GCU Health and Medical Discussion

please respond to the following discussion post as a peer commenting. The organization that I work for makes very efficient use of its resources. All hospital facilities across our division are very standardized; from processes to software used, and even the color of scrubs worn by personnel in each department. Our quality improvement process is very data-driven. We have committees and teams that analyze and present relevant data through quarterly, monthly, and daily meetings; Radiation Safety Committee, Outpatient Excellence Committee, and daily safety huddles to name a few. Goals and expected patient outcomes are clearly defined and the data is generated through reports which allow for departments and facilities to identify if they are meeting the standards or not. Data dashboards also allow for facilities to compare their progress across the division and evaluate health care trends in the region.

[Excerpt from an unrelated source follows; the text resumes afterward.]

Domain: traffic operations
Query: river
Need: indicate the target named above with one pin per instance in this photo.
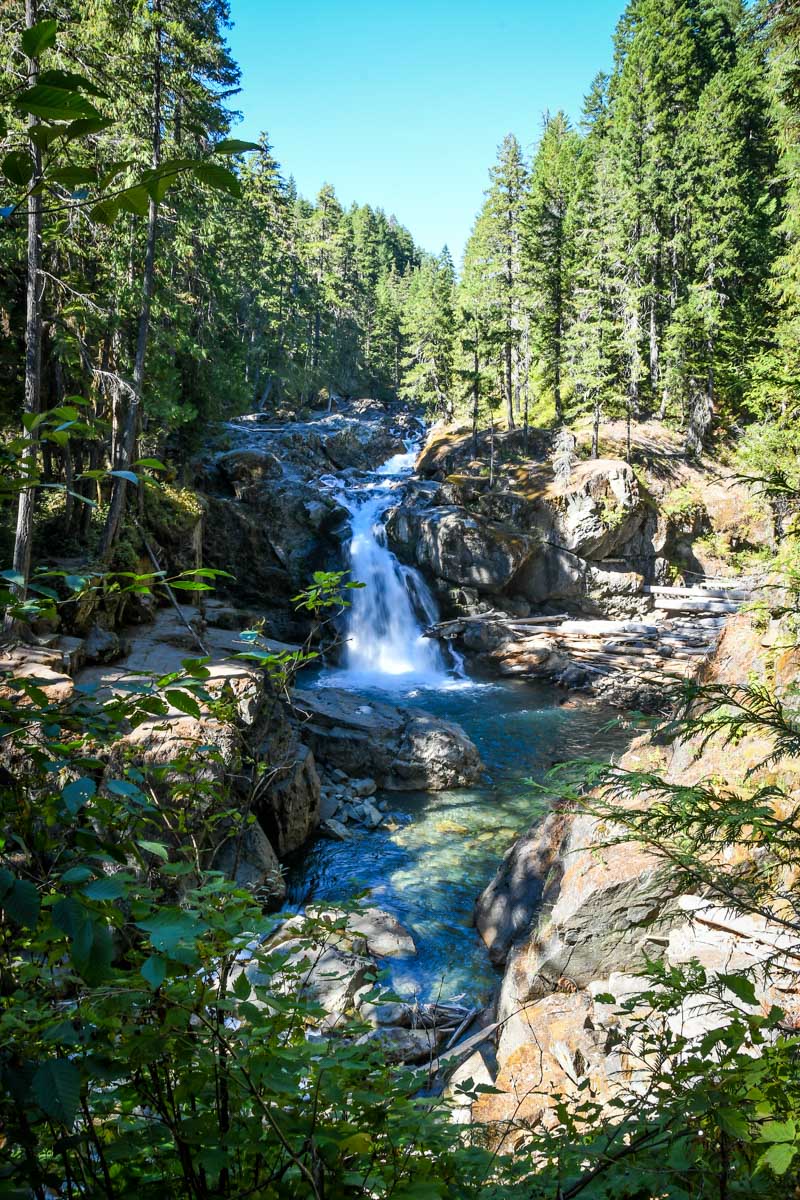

Our organization uses the standardization mechanism of quality improvement through systematic methods and behavior aligned with evidence on sound practice (Berwick et al., 2021) often using strategies such as a plan-do-study-act cycle. Research plays a large role in the “plan” and “study” phases by gathering data to plan a strategy and evaluating how the data changes after the “do” phase. I think this approach is often a safe way to make small incremental changes toward a specific goal and mitigates potential risk if the implemented changes fail. The incremental changes may require more time to reach the desired end goal, however, it safeguards against any major unforeseen failures of any changes made to the process.